Neural Pinyin-to-Chinese Character Converter—can you do better than SwiftKey™ Keyboard?
In this project, we examine how well neural networks can convert Pinyin, the official romanization system for Chinese, into Chinese characters.
Requirements
numpy >= 1.11.1
TensorFlow >= 1.2.
xpinyin (for Chinese pinyin annotation)
distance (for calculating the similarity score between two strings)
tqdm
Background
Because Chinese characters are not phonetic, various solutions have been suggested in order to type them in the digital environment. The most popular one is to use Pinyin, the official romanization system for Chinese. When people write in Chinese using smartphones, they usually type Pinyin, expecting the word(s) to appear magically on the suggestion bar. Accordingly, how accurately an engine can predict the word(s) the user has in mind is crucial in a Chinese keyboard.

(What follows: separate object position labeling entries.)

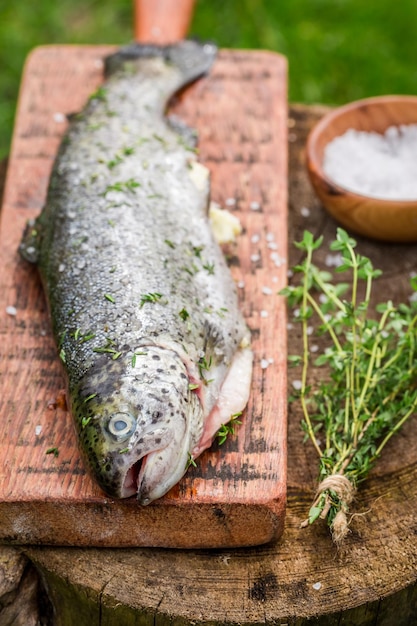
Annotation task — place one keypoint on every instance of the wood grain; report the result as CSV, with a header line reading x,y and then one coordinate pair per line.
x,y
236,495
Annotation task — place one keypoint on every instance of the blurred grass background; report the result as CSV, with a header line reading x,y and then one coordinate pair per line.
x,y
338,50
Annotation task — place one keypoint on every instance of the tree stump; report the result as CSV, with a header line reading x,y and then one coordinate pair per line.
x,y
301,579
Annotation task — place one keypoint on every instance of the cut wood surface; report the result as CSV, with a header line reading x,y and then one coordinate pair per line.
x,y
236,494
300,580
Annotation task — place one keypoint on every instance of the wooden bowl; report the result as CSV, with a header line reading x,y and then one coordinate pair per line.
x,y
386,220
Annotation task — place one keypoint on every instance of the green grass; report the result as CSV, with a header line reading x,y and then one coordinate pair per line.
x,y
338,50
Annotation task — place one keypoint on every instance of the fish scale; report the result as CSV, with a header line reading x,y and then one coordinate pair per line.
x,y
143,306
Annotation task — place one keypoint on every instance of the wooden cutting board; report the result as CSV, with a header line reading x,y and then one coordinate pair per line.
x,y
236,494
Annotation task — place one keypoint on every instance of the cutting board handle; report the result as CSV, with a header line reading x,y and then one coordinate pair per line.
x,y
162,21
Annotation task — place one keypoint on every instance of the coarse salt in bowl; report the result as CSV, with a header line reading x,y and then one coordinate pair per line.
x,y
362,163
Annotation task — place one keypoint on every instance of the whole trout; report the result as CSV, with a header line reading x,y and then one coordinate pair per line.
x,y
143,306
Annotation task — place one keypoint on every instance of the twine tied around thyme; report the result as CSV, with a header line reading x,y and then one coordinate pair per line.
x,y
341,487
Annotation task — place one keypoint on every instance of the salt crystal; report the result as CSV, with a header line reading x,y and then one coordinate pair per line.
x,y
272,245
376,165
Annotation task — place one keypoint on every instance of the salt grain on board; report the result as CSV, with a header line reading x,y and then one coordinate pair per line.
x,y
376,165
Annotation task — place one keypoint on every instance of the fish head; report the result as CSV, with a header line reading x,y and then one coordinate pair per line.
x,y
141,423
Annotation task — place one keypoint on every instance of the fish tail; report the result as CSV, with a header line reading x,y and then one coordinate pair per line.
x,y
193,58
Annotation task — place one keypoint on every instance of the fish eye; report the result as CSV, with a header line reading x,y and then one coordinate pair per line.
x,y
121,425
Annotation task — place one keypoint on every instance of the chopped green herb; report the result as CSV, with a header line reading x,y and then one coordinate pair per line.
x,y
184,315
85,421
135,354
128,185
190,462
228,429
204,365
99,94
88,398
108,349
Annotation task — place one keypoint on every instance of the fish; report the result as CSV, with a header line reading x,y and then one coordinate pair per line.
x,y
142,304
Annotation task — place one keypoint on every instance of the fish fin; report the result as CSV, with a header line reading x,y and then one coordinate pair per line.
x,y
193,59
30,243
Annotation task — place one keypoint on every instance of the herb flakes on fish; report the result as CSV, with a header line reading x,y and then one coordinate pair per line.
x,y
153,370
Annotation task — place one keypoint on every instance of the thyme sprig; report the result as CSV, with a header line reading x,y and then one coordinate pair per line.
x,y
369,391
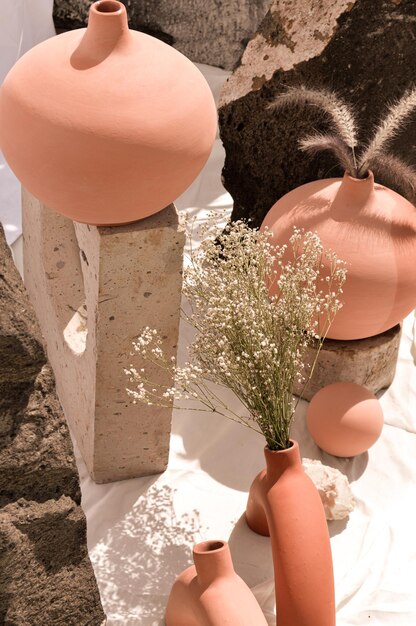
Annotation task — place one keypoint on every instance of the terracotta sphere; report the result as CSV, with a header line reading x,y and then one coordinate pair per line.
x,y
372,229
344,419
106,125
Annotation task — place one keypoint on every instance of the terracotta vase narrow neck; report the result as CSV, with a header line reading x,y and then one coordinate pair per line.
x,y
284,504
107,29
278,461
212,561
353,196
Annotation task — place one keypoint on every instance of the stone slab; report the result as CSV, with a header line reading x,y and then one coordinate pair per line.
x,y
94,289
206,31
366,55
45,573
368,362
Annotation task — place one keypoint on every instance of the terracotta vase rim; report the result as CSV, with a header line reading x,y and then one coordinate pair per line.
x,y
354,179
117,10
293,446
208,547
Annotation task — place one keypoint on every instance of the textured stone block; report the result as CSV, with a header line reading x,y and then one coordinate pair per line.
x,y
366,55
45,572
206,31
94,289
368,362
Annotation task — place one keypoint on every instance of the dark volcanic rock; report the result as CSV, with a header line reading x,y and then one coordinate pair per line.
x,y
45,572
206,31
364,51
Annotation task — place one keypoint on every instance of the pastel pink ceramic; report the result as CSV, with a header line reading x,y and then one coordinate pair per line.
x,y
284,503
106,125
370,227
211,594
344,419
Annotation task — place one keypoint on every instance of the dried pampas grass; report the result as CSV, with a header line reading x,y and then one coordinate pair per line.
x,y
343,140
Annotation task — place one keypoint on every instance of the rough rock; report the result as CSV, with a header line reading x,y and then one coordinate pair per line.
x,y
366,55
44,565
369,362
207,31
333,487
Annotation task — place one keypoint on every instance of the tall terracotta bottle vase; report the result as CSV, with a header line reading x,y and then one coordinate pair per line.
x,y
284,503
210,593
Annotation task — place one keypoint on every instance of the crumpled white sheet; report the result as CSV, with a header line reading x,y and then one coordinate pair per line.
x,y
141,531
23,23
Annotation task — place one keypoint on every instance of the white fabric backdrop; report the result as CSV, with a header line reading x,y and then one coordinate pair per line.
x,y
141,531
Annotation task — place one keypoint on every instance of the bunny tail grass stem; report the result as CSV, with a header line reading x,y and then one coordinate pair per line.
x,y
397,115
318,142
396,173
339,113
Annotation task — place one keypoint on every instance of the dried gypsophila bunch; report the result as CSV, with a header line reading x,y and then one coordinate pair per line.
x,y
246,340
343,141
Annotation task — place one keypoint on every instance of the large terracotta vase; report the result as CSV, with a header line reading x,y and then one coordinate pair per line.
x,y
210,593
284,503
106,125
370,227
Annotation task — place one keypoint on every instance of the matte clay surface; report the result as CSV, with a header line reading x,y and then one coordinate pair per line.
x,y
285,504
345,419
210,593
366,55
46,576
94,123
372,229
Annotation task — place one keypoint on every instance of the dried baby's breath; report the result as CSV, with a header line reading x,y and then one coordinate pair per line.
x,y
246,340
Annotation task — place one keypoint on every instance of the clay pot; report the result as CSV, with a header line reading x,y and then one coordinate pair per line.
x,y
106,125
370,227
210,593
344,419
284,503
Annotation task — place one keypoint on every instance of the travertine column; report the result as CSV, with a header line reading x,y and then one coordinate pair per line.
x,y
94,289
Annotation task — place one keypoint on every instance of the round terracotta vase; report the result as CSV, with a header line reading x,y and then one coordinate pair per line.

Among several kinds in the Chinese keyboard, the major two are Qwerty keyboard and Nine keyboard (See the animations on the right. One is typing “woaini” to write 我爱你, which means “I love you.” Qwerty is on the left, and Nine is on the right). While in Qwerty each alphabet is associated with one independent space in the former, in Nine the machine is responsible for determining the one the user intended out of 3-4 grouped alphabets. Not surprisingly, it is more challenging to transliterate in Nine than in Qwerty.
Problem Formulation
I frame the problem as a labelling task. In other words, every pinyin character is associated with a Chinese character or _ which means a blank.